Because the Boundary Dam plant is a coal-fired power plant, it operates under harsher environments and produces an impure flue gas containing, fly ash, SO2, and NO2 that are fed into carbon capture.
Even with flue gas pretreatment, there is still enough to produce degradation products such as straight chain amines and sulfur compounds, which accumulate so it is no longer possible to regenerate MEA and Methyldiethanolamine (MDEA).
For these blends to be successful in reducing heat duty, their chemical stabilities must be maintained.
Degradation
Main oxidative degradation products of Methyldiethanolamine (MDEA) include monoethanol amine (MEA), methyl-aminoethanol (MAE), diethanolamine (DEA), amino acids bicine, glycine and hydroxyethyl sarcosine (HES), formyl amides of MAE and DEA, ammonia, and stable salts formate, glycolate, acetate, and oxalate.
In an industrial plan that utilizes Methyldiethanolamine (MDEA), oxidative degradation is most likely to shift to the cross exchanger where temperatures are greater than 70 °C.
Higher temperatures and higher CO2 loading accelerate the rate of degradation, resulting in an increase of alkalinity loss as well as total formate production.

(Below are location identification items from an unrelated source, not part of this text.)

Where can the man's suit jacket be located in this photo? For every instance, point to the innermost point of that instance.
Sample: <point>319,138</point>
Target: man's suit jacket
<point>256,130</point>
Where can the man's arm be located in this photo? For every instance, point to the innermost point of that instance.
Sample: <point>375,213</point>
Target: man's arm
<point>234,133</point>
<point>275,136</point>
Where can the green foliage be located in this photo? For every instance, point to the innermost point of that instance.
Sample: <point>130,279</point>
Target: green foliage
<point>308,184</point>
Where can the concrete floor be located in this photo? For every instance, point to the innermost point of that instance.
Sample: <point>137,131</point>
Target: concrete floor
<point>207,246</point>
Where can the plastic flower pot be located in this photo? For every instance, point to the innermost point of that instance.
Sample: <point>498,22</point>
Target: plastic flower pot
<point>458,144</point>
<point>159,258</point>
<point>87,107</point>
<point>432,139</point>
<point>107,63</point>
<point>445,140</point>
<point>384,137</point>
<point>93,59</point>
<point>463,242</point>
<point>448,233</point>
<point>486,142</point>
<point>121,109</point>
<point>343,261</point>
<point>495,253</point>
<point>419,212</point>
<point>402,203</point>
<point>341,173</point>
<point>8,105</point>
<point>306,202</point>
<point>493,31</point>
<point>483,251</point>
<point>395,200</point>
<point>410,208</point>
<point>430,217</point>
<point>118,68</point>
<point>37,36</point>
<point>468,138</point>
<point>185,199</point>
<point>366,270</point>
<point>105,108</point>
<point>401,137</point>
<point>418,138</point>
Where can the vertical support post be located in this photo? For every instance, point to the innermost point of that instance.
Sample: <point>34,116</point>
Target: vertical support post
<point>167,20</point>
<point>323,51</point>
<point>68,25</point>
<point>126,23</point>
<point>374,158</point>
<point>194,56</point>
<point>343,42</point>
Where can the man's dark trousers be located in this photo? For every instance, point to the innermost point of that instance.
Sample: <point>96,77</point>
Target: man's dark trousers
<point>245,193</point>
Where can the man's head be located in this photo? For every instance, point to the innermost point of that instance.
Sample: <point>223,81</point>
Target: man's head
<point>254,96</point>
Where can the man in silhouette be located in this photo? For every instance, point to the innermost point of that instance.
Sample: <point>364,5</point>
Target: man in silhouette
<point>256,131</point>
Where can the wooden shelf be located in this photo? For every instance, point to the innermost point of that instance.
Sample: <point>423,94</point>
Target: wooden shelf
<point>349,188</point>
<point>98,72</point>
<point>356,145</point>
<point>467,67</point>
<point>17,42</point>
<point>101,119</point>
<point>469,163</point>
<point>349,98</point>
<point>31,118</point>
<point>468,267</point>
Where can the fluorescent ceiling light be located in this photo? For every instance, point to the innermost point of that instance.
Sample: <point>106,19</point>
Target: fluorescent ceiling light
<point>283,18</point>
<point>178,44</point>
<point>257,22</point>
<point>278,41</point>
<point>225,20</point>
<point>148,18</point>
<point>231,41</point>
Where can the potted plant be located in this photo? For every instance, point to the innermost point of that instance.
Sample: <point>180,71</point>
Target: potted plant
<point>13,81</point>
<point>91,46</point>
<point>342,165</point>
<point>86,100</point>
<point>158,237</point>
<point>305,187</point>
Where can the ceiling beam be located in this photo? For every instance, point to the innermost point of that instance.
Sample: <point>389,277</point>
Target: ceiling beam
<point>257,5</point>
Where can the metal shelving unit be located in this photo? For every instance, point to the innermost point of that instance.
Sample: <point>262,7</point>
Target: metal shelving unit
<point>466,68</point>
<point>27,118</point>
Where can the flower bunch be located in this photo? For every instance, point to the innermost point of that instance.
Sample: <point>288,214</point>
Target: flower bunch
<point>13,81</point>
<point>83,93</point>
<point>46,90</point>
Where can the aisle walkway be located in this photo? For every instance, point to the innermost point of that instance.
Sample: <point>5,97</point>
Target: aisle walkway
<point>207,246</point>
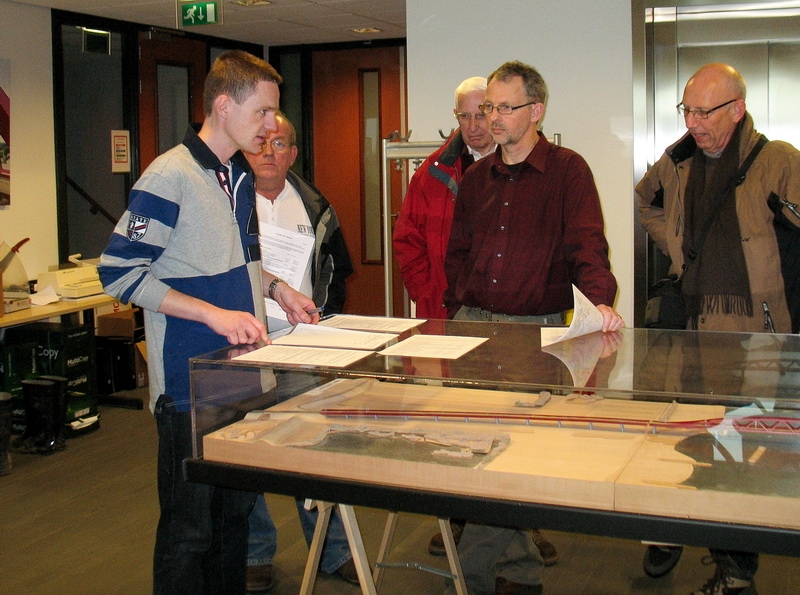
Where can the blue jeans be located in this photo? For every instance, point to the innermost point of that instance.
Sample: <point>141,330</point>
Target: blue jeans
<point>263,541</point>
<point>487,552</point>
<point>201,540</point>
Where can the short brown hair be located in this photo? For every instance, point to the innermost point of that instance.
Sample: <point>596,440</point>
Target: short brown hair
<point>236,73</point>
<point>535,87</point>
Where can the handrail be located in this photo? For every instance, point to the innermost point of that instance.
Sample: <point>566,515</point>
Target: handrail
<point>95,207</point>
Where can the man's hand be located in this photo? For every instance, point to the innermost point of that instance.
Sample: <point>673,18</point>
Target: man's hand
<point>611,320</point>
<point>236,326</point>
<point>295,304</point>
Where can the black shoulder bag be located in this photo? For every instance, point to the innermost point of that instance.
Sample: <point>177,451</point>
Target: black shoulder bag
<point>666,308</point>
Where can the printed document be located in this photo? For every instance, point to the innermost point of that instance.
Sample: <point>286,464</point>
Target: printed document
<point>435,346</point>
<point>586,318</point>
<point>312,335</point>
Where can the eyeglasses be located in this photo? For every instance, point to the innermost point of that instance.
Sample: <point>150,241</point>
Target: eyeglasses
<point>278,145</point>
<point>698,113</point>
<point>503,110</point>
<point>465,117</point>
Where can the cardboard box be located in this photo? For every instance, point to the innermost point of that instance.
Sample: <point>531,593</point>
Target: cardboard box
<point>121,364</point>
<point>125,323</point>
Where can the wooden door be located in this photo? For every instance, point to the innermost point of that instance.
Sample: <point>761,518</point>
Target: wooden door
<point>358,101</point>
<point>172,72</point>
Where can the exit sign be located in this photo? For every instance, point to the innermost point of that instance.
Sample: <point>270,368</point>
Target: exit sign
<point>191,14</point>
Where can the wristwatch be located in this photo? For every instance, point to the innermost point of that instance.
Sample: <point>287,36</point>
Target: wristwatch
<point>272,286</point>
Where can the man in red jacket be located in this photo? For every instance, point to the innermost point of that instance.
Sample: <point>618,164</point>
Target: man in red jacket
<point>423,226</point>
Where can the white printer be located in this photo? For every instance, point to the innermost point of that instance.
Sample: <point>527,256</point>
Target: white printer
<point>77,282</point>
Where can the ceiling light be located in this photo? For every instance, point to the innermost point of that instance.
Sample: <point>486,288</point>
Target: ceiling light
<point>251,2</point>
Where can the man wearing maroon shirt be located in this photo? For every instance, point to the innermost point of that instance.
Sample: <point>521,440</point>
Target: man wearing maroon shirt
<point>527,226</point>
<point>527,223</point>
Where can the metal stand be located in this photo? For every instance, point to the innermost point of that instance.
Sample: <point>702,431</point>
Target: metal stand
<point>370,582</point>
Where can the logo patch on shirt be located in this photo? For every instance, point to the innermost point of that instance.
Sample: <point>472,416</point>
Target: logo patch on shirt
<point>137,227</point>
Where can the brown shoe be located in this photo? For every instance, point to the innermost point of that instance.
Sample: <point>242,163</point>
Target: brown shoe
<point>348,572</point>
<point>259,578</point>
<point>504,586</point>
<point>436,545</point>
<point>546,549</point>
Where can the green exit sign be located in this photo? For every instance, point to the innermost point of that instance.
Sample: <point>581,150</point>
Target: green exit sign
<point>192,14</point>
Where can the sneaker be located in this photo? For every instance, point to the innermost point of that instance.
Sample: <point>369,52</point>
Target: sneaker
<point>546,549</point>
<point>660,559</point>
<point>259,578</point>
<point>436,545</point>
<point>724,583</point>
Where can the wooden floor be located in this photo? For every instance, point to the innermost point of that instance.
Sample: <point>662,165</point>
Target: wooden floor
<point>83,521</point>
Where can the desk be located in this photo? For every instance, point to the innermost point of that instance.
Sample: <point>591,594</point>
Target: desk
<point>60,308</point>
<point>744,454</point>
<point>86,306</point>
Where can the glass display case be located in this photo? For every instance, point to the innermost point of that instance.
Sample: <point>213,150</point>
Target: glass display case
<point>674,436</point>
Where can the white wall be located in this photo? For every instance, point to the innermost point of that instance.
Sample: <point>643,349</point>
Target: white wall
<point>26,43</point>
<point>584,52</point>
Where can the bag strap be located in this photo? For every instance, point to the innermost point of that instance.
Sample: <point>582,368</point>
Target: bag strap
<point>740,177</point>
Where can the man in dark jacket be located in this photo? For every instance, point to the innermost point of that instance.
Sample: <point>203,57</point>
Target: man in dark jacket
<point>287,204</point>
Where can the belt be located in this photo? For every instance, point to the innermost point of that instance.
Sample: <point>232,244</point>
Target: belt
<point>479,313</point>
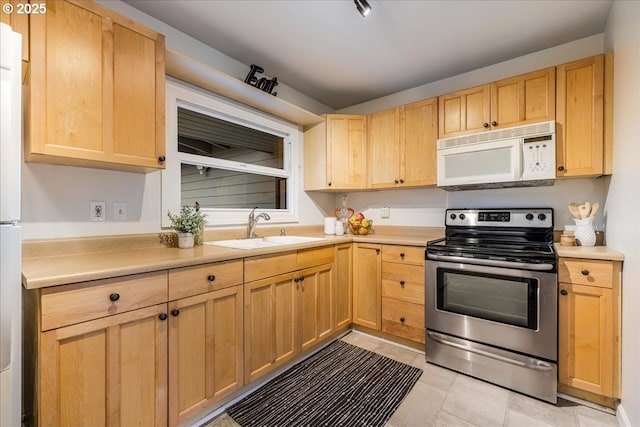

While MDEA is more resistant to degradation as a standalone compared to MEA, Methyldiethanolamine (MDEA) is preferentially degraded when in an Methyldiethanolamine (MDEA)/MEA blend.
Because of the formation of DEA and MAE, which could form nitroso-compounds or diethylnitrosamine and diethylnitraine, the blend could potentially have an adverse impact in terms of atmospheric admissions.
In the Boundary Dam plant, emissions increased when CO2 loading of lean amine increased for the blend and MEA.
However, decreasing the lean loading increases the reboiler heat duty, which results in an obvious tradeoff between emissions and heat duty or energy costs.
This compound should not be confused with the recreational drug methylenedioxyethylamphetamine which is also abbreviated Methyldiethanolamine (MDEA).
Production
Methyldiethanolamine (MDEA) is produced by ethoxylation of methylamine using ethylene oxide:
CH3NH2 + 2 C2H4O → CH3N(C2H4OH)2
Another route involves hydroxymethylation of diethanolamine followed by hydrogenolysis.